National Fuel Gas Co. will pay $7.5 million to customers and homeowners in Western New York as part of a settlement with the State Public Service Commission for earning excessive profits.

A portion of the money will be returned to 516,000 commercial and residential customers in Western New York, a portion will pay for energy-efficiency upgrades for homeowners, and a portion will be returned to the company’s pension fund.

The agreement, announced late Friday afternoon, also includes an additional $2.7 million to pay for future employee pension and benefits.

The settlement was reached after several months of confidential negotiations. PUSH Buffalo, the community housing organization, was sitting at the table with National Fuel, the PSC and several other interested parties.

“We’ve been in the trenches fighting to hold National Fuel accountable to the ratepayers, fighting to hold the PSC accountable to the ratepayers for years,” said Aaron Bartley, executive director of PUSH Buffalo.

National Fuel was not accused of overcharging customers – rates have not gone up since 2008. But the utility earned more than the 9.1 percent earnings target set by the PSC.

Here is how the settlement breaks down:

• $1.77 million will be refunded to commercial customers.

• $3.72 million will be refunded to residential customers.

• $1.75 million will go toward weatherization upgrades for low-income residential ratepayers, which will be administered by the state’s EmPower program. The program provides funding for such things as new doors, energy-efficient windows and insulation.

• $250,000 will fund a furnace replacement program for recipients of the Home Energy Assistance Program.

• $2.7 million will be returned to the company’s pension fund, which will benefit National Fuel retirees.

Residential customers will see a one-time bill credit of $7.74, while commercial customers will receive credits of varying amounts.

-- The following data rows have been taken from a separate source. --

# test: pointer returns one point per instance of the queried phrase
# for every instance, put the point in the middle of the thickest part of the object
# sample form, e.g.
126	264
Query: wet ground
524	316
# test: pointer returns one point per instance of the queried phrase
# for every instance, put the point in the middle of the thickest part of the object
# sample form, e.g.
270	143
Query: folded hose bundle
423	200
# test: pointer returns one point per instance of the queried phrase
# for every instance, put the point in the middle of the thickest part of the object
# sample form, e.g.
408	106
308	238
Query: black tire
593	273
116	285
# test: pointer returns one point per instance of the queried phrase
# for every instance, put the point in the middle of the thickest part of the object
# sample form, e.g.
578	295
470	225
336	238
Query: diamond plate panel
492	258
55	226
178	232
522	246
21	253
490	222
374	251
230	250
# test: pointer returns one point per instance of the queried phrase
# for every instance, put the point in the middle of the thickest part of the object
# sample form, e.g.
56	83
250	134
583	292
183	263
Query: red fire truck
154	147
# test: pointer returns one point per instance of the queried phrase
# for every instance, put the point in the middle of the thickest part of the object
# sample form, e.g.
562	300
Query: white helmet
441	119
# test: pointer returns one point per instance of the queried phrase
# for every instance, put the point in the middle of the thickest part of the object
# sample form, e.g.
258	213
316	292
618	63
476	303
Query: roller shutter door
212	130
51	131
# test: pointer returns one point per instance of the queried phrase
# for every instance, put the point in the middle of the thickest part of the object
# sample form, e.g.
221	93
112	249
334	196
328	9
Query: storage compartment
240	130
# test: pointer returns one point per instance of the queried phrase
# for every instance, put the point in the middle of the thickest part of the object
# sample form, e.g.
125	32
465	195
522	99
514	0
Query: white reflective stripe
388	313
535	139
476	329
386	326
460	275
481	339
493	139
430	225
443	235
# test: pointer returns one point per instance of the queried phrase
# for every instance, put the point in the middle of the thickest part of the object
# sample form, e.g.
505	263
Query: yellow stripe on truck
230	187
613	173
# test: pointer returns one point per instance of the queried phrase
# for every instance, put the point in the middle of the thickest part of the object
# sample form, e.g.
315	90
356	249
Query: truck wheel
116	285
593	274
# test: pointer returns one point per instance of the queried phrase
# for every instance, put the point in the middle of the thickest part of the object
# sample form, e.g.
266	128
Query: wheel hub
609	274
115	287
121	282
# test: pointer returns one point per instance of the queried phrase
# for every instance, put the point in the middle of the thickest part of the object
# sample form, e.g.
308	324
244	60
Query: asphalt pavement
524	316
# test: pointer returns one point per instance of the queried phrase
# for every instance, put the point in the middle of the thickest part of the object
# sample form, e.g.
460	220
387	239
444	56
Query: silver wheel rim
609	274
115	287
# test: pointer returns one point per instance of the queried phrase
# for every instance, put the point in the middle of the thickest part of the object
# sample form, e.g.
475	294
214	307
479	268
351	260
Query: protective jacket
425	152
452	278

The larger impact will be in the funding for weatherization upgrades and the furnace replacement program, said James J. Duggan, the attorney for PUSH who helped negotiate the settlement.

Public Service Commission staff worked with the parties on the agreement, which will be considered by commission in the near future, according to a spokesman.

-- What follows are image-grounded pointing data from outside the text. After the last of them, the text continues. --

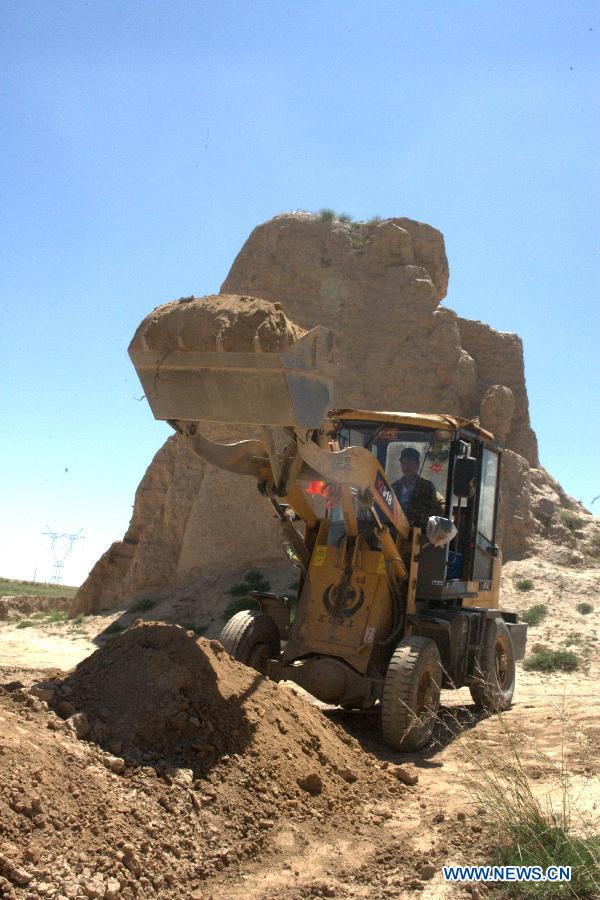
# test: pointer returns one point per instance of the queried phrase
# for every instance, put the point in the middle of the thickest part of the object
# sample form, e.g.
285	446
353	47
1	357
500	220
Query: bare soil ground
85	817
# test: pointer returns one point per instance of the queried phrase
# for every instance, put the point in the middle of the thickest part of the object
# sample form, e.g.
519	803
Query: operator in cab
417	496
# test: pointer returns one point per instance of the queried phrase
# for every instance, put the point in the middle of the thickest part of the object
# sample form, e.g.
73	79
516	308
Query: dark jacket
424	502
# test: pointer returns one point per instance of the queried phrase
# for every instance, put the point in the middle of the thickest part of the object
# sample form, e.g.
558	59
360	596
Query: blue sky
142	141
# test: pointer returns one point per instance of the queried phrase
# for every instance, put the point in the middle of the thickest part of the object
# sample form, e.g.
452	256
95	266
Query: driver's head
410	461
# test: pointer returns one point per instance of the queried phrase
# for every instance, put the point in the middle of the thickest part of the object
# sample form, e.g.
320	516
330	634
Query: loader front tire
411	694
494	683
252	637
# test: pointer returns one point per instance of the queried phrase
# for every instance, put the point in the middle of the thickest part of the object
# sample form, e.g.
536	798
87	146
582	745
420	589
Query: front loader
391	607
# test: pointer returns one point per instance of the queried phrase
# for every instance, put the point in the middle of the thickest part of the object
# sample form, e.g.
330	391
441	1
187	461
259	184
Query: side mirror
440	531
465	475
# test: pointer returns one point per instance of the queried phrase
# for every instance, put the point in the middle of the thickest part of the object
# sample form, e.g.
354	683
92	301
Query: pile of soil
215	766
195	323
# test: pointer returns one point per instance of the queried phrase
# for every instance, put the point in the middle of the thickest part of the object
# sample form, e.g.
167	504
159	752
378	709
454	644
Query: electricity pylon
59	558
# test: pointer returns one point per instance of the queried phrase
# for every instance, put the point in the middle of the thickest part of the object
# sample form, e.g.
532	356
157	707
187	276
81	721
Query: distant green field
34	588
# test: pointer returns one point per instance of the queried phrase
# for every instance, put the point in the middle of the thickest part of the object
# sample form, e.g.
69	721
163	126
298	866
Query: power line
59	558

Under the joint proposal filed with the PSC on Friday afternoon, rates would remain unchanged through Sept. 30, 2015. And should National Fuel earn above the benchmark, the agreement establishes an “earnings sharing mechanism” and formula that would give some of the extra earnings back to the ratepayers.

National Fuel also has agreed to credit HEAP recipients $12.50 per month for the five winter months for up to three years, said spokeswoman Karen L. Merkel.

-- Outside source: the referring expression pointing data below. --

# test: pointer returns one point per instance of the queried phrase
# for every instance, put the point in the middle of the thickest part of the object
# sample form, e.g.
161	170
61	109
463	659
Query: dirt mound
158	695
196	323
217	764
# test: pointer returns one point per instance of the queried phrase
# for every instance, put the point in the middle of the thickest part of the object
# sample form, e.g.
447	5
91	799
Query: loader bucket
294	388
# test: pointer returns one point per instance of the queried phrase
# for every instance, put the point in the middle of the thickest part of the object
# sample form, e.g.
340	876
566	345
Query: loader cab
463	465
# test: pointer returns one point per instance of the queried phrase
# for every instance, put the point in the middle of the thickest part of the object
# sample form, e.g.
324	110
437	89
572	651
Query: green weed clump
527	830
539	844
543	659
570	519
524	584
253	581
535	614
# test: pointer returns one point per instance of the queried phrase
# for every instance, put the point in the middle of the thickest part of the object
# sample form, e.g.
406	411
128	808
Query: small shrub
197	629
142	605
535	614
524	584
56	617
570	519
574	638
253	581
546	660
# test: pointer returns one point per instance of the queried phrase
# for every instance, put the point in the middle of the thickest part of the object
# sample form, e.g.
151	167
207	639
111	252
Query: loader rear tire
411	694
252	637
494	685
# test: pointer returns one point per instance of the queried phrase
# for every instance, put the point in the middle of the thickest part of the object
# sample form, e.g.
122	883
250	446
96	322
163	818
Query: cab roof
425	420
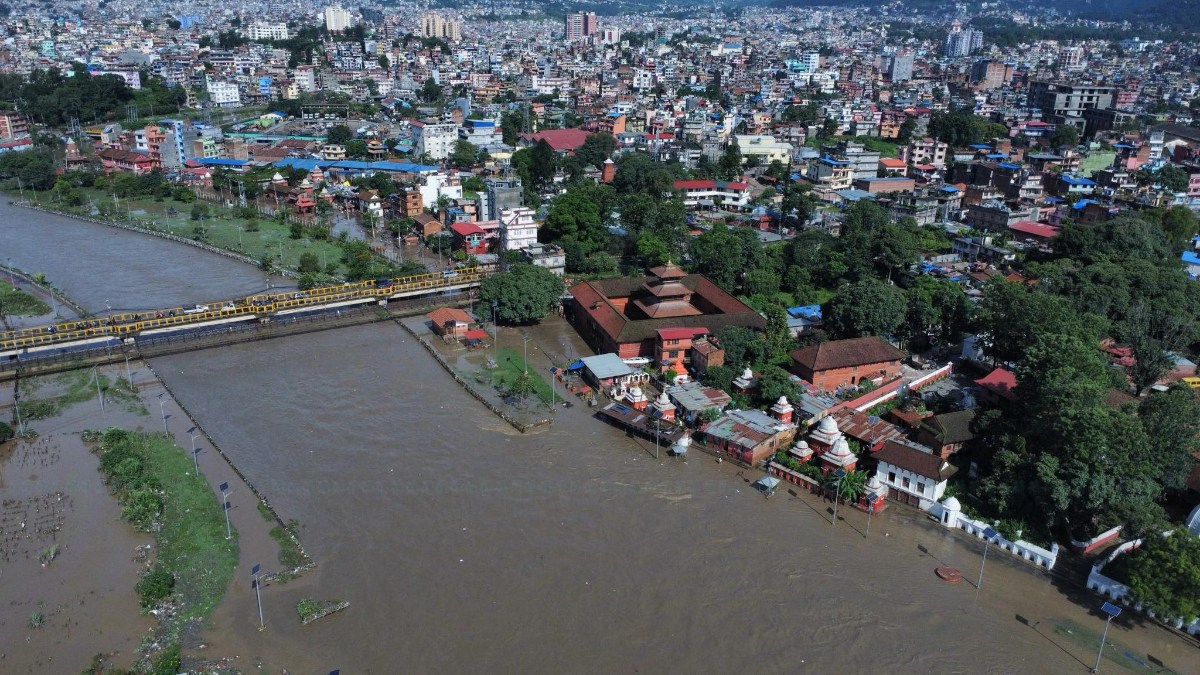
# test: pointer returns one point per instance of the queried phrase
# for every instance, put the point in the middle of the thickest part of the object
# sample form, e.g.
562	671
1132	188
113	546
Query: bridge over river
226	321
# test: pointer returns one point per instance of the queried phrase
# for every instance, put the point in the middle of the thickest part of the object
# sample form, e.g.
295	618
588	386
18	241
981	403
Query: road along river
465	547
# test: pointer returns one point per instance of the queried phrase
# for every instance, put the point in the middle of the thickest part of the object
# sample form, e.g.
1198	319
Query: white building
439	185
766	148
264	30
223	94
436	139
912	473
519	228
337	18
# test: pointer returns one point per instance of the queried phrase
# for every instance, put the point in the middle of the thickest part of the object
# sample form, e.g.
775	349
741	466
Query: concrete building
580	25
503	193
436	139
1066	102
766	148
433	25
519	230
265	30
900	66
925	151
847	363
547	256
13	125
987	73
337	18
912	475
960	41
223	94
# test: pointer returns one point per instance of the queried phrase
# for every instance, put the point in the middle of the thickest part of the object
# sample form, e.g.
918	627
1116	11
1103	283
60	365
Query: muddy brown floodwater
101	267
463	547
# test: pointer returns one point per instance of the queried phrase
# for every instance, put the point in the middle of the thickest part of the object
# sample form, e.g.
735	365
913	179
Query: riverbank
155	232
195	551
204	569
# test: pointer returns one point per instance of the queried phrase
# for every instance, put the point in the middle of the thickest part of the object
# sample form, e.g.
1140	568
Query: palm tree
850	487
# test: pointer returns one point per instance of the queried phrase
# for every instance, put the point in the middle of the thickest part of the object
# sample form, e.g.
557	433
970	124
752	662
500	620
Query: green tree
339	135
1173	178
865	308
1065	136
523	293
1179	225
430	91
1173	419
465	154
597	148
1165	574
729	167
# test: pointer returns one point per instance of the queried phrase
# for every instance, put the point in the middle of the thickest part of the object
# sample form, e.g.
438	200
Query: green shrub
155	586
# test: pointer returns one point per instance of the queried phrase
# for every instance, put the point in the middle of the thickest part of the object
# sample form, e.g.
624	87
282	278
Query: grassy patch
511	365
154	482
19	303
288	538
1115	653
264	239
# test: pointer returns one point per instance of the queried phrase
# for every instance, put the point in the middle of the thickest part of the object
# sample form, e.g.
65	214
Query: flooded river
101	267
465	547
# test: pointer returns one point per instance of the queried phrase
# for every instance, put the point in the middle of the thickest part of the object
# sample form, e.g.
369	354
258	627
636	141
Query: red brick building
123	160
469	237
843	363
624	315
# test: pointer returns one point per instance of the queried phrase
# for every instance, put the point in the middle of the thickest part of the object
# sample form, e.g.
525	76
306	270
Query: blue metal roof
220	162
807	311
408	167
299	162
1077	180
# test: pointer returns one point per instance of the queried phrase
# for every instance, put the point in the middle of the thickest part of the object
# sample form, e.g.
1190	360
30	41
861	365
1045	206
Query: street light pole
225	505
258	596
989	535
870	511
837	495
1113	611
196	454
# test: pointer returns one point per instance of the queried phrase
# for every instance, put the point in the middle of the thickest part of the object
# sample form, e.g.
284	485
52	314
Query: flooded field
103	267
465	547
67	562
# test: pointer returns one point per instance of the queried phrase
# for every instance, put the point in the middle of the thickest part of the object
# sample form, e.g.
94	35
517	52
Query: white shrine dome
840	448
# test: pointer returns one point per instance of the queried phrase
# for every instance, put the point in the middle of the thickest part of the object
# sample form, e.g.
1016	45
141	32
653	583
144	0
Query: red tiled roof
465	228
1001	382
846	353
681	333
561	139
917	461
442	316
1035	228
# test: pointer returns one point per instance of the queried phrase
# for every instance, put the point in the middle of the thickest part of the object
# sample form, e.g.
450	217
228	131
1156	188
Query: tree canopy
523	293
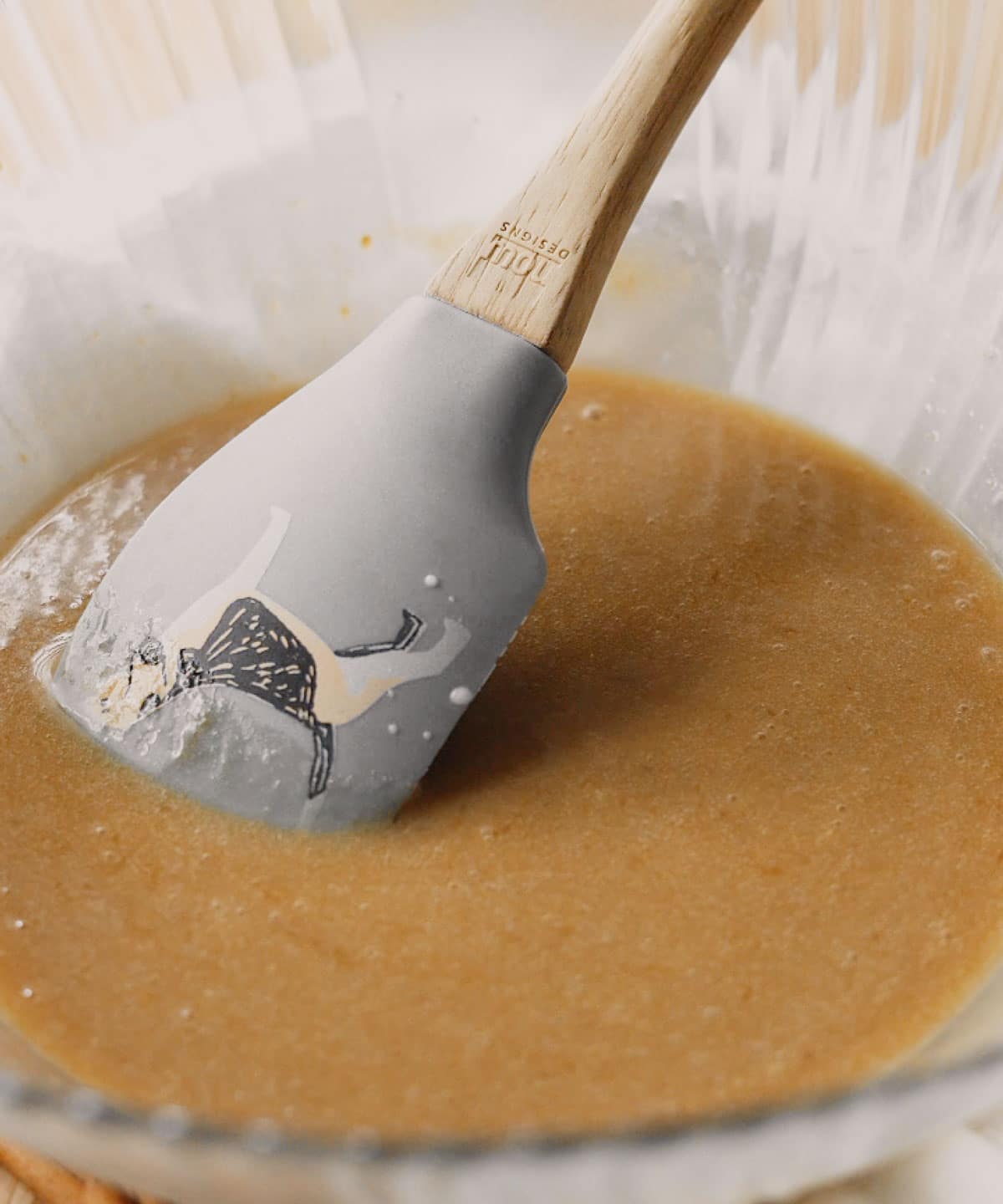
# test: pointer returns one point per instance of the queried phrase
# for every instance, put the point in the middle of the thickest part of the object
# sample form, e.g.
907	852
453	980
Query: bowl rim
174	1126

“Given the varying interests of the parties, we believe that the terms and conditions in the filing propose a fair and reasonable rate plan that will provide benefits for all stakeholders,” Merkel said in a statement.

“Over the last several weeks and months, we made it clear to the Public Service Commission that we could make a significant and long-lasting impact on the quality of life for thousands of Western New Yorkers,” State Sen. Tim Kennedy said. “To their credit, they heeded our call, and the result is a very positive one for Buffalo’s homeowners.”

Western New York has a large stock of aging homes, translating into increased energy costs, Kennedy said.

“For us, that’s about keeping people warmer in their homes, it’s about addressing the crisis of energy use that we see every day out here. It’s about ending the $600 gas bill that comes as a surprise. It’s about ending the cycle of cutoffs that we see again year in and year out that happen in May,” Bartley said.